Highlights & Insights

  • "Option-binding" is the core trick for precision: Encoding the correct answer into the data generation process ensures synthetic items are naturally consistent, avoiding the "QA mismatch" common in direct LLM generation.
  • Generating templates, not samples: Abstracting the task into writing a parametric function amortizes costs and provides scalability while resisting technical errors.
  • Leveraging "Expertise Reversal": Using the performance gap between weak and strong models to identify flawed templates is an elegant application of psychometrics as a quality filter.
  • Applying IRT-based selection at the single template level ensures discriminative utility is baked into the pipeline.

Limitations & Future Work

  • TimeSeriesExam is limited to domain-agnostic skills on synthetic data; while the Agent version addresses this, a gap remains between synthetic and real data.
  • Verification relies heavily on LLM-as-a-judge; despite mitigations, observer bias/preferences may still result in false positives or negatives.
  • The "weak model outperforming strong model" heuristic might conflate truly difficult items with flawed ones, requiring more granular differentiation.
  • The transfer experiments were limited in scope (single domain, small model); cross-domain and large-scale transferability require further evidence.
  • vs.
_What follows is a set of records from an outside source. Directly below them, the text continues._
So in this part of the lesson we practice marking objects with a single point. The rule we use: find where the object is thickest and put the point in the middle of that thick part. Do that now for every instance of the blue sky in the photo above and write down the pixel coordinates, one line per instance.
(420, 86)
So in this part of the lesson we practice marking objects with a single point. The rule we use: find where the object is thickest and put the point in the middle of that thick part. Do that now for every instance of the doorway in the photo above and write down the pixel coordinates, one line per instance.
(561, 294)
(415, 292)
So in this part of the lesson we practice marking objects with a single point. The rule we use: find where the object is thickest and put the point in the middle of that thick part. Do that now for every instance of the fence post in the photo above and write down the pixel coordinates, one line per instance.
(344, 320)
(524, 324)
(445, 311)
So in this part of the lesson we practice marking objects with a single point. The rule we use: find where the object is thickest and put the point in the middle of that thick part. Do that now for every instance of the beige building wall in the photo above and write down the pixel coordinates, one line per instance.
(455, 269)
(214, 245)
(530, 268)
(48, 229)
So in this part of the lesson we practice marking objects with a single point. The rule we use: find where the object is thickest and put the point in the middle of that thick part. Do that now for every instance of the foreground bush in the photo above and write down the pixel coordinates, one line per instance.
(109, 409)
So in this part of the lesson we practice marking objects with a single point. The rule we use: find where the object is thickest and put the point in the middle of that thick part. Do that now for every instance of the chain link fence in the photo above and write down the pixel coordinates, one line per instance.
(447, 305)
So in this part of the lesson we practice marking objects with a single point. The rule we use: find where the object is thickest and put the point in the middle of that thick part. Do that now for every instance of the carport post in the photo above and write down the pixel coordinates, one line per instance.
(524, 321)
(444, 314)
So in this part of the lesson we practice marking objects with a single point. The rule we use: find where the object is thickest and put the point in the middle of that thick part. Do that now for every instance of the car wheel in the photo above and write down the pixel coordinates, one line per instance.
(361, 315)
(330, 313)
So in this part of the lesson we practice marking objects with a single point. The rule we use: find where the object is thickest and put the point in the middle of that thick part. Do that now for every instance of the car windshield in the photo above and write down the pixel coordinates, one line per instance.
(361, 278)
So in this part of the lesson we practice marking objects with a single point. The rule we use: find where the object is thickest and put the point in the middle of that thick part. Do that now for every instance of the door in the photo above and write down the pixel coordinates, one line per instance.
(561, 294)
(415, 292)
ECG-QA / EngineMT-QA: These are manual/template-curated single-domain sets with limited scalability; Ours automates this with higher diversity and quality.
  • vs. Time-MQA / Time-MMD: These are large-scale but rely on direct LLM generation without rigorous verification; Ours incorporates quality control into the generation pipeline.
  • vs. General Agent Frameworks: Generic frameworks lack the specialized handling required for time series numerical data; this work fills that gap.

Rating

  • Novelty: ⭐⭐⭐⭐ Combines template synthesis, function generation, and capability-aligned verification into a cohesive pipeline.
  • Experimental Thoroughness: ⭐⭐⭐⭐ Covers 5 datasets and 6 models with diversity and transfer evidence, though transfer scale is modest.
  • Writing Quality: ⭐⭐⭐⭐ Logical two-stage narrative with clear diagrams, though some details are relegated to appendices.
  • Value: ⭐⭐⭐⭐ Provides a scalable tool for researchers to build reasoning benchmarks for their own datasets with low expert overhead.